If people were to describe us months ago, they would probably say we were perfect. We had most things figured out: where we'll be off to for college, the companies we 'd work in once we finish school, and where we'd settle down. Our plans sounded so perfect in my head even as I think about them over and over again now. So where did things go wrong? Did I miss the signs that we weren't really that strong? And if I hadn't missed them, if we haven't missed them, will we still be together today?
Where did we really go wrong? I can't figure out because even now that I look at you from the other side of the school cafeteria with your new girl, I realize that I'm still in love with you. And I really hope that love, our love, was enough to glue us together. I wish that love was enough to make me braver and stronger for the future we planned to have, and for a life that always involved you and us.
You were perfect. You were smart and kind and nice and every single thing that ladies these days wanted their Mr. Right to be. You have everything figured out, for yourself and for us. You already knew what you wanted and who you wanted. Maybe we were perfect, too perfect, that when the moment came and we realized that we're not, we both crashed and burned.
I actually found it nice that you were perfectly prepared for anything. Until I didn't anymore. As days went by, the pressure to match your perfection was all over me like a dark cloud on a stormy day. Why did I always have to adjust and follow your timeline?

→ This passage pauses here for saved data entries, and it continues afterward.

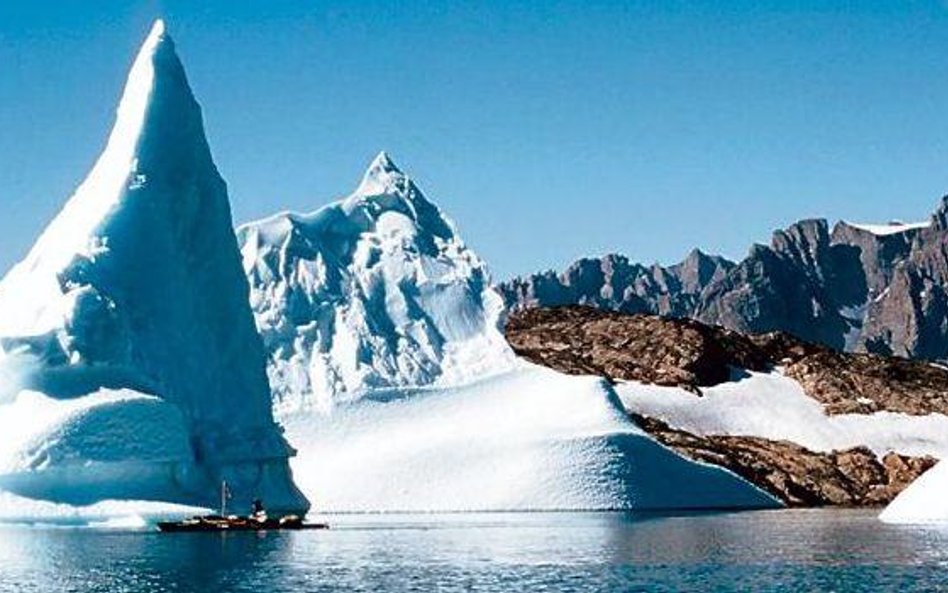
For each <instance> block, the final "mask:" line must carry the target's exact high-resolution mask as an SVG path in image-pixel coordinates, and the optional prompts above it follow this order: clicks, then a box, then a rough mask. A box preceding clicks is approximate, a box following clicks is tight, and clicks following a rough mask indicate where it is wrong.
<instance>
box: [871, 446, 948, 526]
mask: <svg viewBox="0 0 948 593" xmlns="http://www.w3.org/2000/svg"><path fill="white" fill-rule="evenodd" d="M879 518H880V519H882V520H883V521H885V522H886V523H948V462H946V461H941V462H939V463H938V465H936V466H935V467H933V468H932V469H930V470H928V471H927V472H925V473H924V474H922V475H921V476H919V478H918V479H917V480H915V481H914V482H912V483H911V484H910V485H909V487H908V488H906V489H905V490H903V491H902V493H901V494H899V495H898V496H897V497H896V499H895V500H893V501H892V502H891V503H890V504H889V506H887V507H886V508H885V510H884V511H882V514H880V515H879Z"/></svg>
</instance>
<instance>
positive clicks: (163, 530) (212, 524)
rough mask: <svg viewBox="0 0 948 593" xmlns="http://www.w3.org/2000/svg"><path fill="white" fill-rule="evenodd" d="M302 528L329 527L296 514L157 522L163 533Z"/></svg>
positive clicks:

Why did I always have to choose schools and courses that would be convenient for both of us? Why can't I just try packing my bags after high school and live and study some place else? Why did I always have to think of you and think of us? The pressure of being with you consumed me that it became exhausting and suffocating. I knew then and there that I had to stop it before it drove me crazy.
What if maybe, I love the thrill of the unknown and the future that looks a little blurry from where I'm standing right now while I'm trying to figure out which step to take next? Or what if maybe, I love a life outside the walls of the one I've always known? What if maybe I'm just scared of how perfect you are that I'm afraid to fail already because I will surely bring you and slow you down? So I'm sorry, my love. I'm sorry that I have to leave.
We are young, and we have our whole lives to figure out what works for us and what our passions are. I want to be able to decide all on my own and do things just because I wanted to, not because we wanted to or you wanted me to. I love you but maybe I'm just not ready to throw away my dreams and ambitions out the window, and surrender every concern I have to you.
Maybe we're not meant to be together. Not yet. Or not just in this lifetime. Maybe we're meant to have a perfect life in our perfect world in the next lifetime or even the one after that. Maybe in that lifetime I'll be brave enough—brave enough to keep you and be with you, brave enough to hold you close and stand by you, and brave enough to never let you go.